On April 5, 2002, the district court conducted a hearing and later issued an opinion in which it concluded that “Daniel’s then-current educational placement, provided by CSAAC, has been and, as I find, is no longer available.” Wagner v. Board of Education of Montgomery County, Maryland, 198 F.Supp.2d 671, 675-76 (D.Md. 2002). The then-current placement was unavailable because Lovaas was the only program that would satisfy the requirements of the March 8 IEP, CSAAC was the only state-approved provider of Lovaas services, and CSAAC was not available to provide services. The district court reasoned that “[w]hen the current placement is unavailable in order to comply with the ‘stay put’ provisions, the [School Board] is obligated to provide an alternative placement that is a comparable program, capable of implementing an IEP that does not constitute a change in placement.” Id. at 673. The district court then determined that the Maryvale Plus proposal was not comparable. Because there were no other placement proposals before the district court at that time, the district court then issued a preliminary injunction requiring the School Board “to propose another at home alternative for a ‘stay put’ placement that does not involve CSAAC within 15 days.” Id. at 678. The School Board appealed that ruling, but also provided the proposal within the specified time. The School Board proposed an in home Lovaas based ABA placement to be administered by New Jersey LIFE, and the district court concluded that that proposal satisfied the “stay put” provision of the IDEA.

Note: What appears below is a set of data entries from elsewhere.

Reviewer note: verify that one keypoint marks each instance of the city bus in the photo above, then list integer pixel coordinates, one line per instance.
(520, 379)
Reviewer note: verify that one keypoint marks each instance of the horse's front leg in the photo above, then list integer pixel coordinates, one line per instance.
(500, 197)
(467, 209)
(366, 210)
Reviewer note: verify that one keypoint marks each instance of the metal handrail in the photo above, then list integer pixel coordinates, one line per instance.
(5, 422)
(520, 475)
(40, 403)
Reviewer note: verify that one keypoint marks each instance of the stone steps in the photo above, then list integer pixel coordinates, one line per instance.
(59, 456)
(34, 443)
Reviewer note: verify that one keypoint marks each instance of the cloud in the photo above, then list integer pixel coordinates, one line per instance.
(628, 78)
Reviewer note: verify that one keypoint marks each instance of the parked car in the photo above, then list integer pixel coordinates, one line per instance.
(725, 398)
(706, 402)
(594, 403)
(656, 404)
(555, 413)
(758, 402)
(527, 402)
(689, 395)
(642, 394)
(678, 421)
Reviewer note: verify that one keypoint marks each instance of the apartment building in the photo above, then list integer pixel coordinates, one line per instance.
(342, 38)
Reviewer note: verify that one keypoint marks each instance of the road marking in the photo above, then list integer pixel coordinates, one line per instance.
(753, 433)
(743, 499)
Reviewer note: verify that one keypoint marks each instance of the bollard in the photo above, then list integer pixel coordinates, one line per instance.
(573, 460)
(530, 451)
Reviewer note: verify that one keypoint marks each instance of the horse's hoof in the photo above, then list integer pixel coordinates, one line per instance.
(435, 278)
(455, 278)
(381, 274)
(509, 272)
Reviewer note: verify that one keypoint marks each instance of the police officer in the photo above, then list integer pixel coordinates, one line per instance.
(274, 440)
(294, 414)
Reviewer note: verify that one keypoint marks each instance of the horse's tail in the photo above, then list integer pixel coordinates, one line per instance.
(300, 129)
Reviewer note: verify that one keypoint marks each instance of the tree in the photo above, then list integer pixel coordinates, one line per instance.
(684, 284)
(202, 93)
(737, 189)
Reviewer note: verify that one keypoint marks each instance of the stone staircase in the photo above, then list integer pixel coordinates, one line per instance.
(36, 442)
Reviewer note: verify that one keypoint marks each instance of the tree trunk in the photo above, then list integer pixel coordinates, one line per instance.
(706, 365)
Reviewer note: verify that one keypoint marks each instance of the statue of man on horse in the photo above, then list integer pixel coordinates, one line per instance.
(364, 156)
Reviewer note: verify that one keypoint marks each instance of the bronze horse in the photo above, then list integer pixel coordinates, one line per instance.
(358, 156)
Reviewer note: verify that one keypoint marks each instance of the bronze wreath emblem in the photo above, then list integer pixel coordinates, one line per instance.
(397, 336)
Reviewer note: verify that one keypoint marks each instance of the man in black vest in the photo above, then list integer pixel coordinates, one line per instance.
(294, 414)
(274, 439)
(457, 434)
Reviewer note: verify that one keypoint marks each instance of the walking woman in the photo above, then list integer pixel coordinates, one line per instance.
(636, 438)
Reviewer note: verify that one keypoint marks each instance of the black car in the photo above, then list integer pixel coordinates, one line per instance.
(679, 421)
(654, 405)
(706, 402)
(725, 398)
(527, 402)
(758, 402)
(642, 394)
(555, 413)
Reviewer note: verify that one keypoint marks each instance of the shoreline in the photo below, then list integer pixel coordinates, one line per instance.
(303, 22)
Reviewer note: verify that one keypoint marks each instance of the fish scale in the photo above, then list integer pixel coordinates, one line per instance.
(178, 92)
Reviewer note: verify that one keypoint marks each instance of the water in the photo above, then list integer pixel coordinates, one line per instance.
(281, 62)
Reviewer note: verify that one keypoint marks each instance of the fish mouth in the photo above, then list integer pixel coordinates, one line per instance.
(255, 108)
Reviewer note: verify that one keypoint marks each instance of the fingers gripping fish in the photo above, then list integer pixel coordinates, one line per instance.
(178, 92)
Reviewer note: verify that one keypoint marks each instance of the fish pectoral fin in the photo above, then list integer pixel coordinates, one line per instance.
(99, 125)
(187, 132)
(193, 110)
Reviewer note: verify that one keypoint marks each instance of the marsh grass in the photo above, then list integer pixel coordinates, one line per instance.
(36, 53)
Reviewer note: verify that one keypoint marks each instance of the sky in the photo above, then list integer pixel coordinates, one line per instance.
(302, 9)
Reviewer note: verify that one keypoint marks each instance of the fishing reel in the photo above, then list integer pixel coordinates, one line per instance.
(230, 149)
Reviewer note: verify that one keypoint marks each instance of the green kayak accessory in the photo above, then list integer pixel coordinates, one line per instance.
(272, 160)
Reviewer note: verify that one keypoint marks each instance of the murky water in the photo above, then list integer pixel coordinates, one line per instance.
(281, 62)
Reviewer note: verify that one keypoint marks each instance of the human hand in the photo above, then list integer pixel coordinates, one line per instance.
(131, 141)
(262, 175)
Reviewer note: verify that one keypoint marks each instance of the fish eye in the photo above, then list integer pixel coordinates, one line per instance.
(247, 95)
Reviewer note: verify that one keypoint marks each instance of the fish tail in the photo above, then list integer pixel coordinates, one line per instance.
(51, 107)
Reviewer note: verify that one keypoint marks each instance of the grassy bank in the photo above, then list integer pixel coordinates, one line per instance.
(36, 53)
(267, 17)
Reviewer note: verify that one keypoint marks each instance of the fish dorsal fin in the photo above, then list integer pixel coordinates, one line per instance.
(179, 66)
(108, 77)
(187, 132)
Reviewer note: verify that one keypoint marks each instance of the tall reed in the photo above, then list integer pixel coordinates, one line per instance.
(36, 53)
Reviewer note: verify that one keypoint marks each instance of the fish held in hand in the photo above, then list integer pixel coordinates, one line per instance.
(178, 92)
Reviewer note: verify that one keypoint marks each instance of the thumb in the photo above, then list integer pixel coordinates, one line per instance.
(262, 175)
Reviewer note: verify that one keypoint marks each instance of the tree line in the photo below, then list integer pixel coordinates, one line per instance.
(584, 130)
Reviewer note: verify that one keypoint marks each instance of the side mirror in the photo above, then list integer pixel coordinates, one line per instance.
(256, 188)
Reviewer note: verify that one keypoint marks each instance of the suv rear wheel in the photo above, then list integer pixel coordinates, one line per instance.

At the beginning of the next school year, the Wagners sought to enroll Daniel in kindergarten at a MCPS school for 10 [300]*300hours a week. The School Board refused to allow them to do so on the grounds that the placement plan implemented pursuant to the district court’s injunction did not provide for in school services at the expense of the School Board. The parents went back into court and the district court issued another injunction “clarifying” that the earlier order entered implementing the new proposal required the School Board to provide in school services. The School Board appealed from that ruling as well and both appeals have been consolidated.

II.

The IDEA, formerly the Education of the Handicapped Act (EHA), was enacted “to ensure that all children with disabilities have available to them a free appropriate public education that emphasizes special education and related services designed to meet their unique needs and prepare them for employment and independent living.” 20 U.S.C. § 1400(d)(1)(A). To achieve this purpose, the federal government provides funds to the states and local agencies to implement IDEA, on the condition that such states and local agencies comply with its requirements, both substantive and procedural. The primary substantive guarantee of IDEA is the provision of a free appropriate public education, or “FAPE,” to children with disabilities. States and local agencies provide FAPE by designing and implementing IEPs for disabled children.

The IDEA also contains several procedural guarantees. If the parents of a disabled child disagree with the IEP proposed by the state or local authority, they may convene “an impartial due process hearing,” to resolve their complaints. Id. § 1415(f)(1).